My Lords, I thank the Minister for his introduction. This is clearly a niche debate—even more niche than some. I will make a general point and then move on to a specific issue that, to no one’s surprise, will involve pensioners.
For the general point, I want to cast our minds back to the Rooker-Wise amendment, so called after my noble friend Lord Rooker, when he was a Member of Parliament in 1977, along with his colleague Audrey Wise. They were responsible for one of the few examples of Back-Benchers making a significant impact on a Finance Bill. The amendment linked the personal tax allowance to the rate of inflation to prevent the effective erosion of non-taxable income. When the personal allowance remains the same, in the normal course of events, because of inflation and increases in general earnings, people effectively end up having to pay more tax. I did a bit of research on this. The Institute of Economic Affairs, not normally an organisation that I would quote, refers to this as an increase in taxation by stealth, and that is indeed the reason why the Government are doing it.
The Minister said the proposals were honest and fair, but I do not think it is honest and fair to increase general personal taxation by freezing allowances. It is covert. The Institute for Fiscal Studies described it as covert tax increases. It comments, in terms of the Budget, that the freezes to income tax allowances and thresholds constitute a very big tax increase indeed. This is a big tax increase, with the Government hoping that people essentially will not notice that their income is being increasingly taxed because of increases in line with incomes. It would obviously be much more honest and fair to continue increasing the allowances and to adjust the standard rate to recoup the same amount of taxation. I am not making a point about the global sum of taxation; I am making the point that it would be fairer and more honest to increase the standard rate rather than fiddle with—well, freeze—personal allowances, which are covert increases.

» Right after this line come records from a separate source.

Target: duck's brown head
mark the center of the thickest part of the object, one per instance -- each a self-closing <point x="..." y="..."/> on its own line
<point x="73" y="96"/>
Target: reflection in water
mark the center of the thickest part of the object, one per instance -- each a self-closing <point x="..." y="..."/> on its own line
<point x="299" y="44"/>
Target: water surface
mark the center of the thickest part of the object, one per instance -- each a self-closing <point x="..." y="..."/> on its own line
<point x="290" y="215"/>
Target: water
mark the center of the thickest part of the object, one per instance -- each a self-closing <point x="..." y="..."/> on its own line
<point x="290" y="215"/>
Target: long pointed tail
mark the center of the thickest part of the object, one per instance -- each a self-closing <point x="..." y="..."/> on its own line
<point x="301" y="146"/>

Obviously, we know why the Government are doing this: they are committed not to increase the standard rate because it would look bad. But my specific question on this issue is, how many more people by 2028 will the decision to freeze the allowances drag into the tax net? I am talking about people on low incomes. How many people on low incomes will have to start paying income tax because of the decision to freeze allowances? That is the general point.
There is a specific problem—an administrative problem, in my view—with freezing the allowances for pensioners. I have been looking at the figures and, because of the triple lock, which apparently we all support, there will be, according to the figures from the OBR, a 10% real increase in the state pension, the new state pension and the basic state pension, over the period up to 2028, which I believe is very much to be welcomed. But, at the same time as the state pension is going up, the personal allowance is frozen. That means that currently the state pension, taking the new state pension as the relevant figure to illustrate the situation, is 77% of the personal allowance. By 2028, it will be 100% of the personal allowance.
Now, people who have higher incomes pay more tax—that is reasonable. The problem is that the state pension is not functionally part of the PAYE system. Nobody pays income tax on their state pension. The state apparently has no way of deducting income tax from the state pension, which means that as the state pension gets to the same level as the personal allowance—and many people have additional amounts of state pension because of the state earnings-related pension scheme of the past—there will be many people whose only income is from the state pension and it will be in excess of the personal allowance. We have got away with that situation in the past because of the gap between the state pension and the personal allowance, but I believe there will be a major administrative and political problem as soon as people start receiving state pension in excess of the personal allowance. I have not seen any commentary on this, but the Government need to be clear what they intend to do about this problem.
My specific question is: what are the Government going to do about the large numbers of people who are due to pay tax on their state pension because of
this scissors effect? How can we resolve the problem and make sure that people who are not part of the current PAYE system do not end up being sent a significant bill for outstanding tax at the end of the year?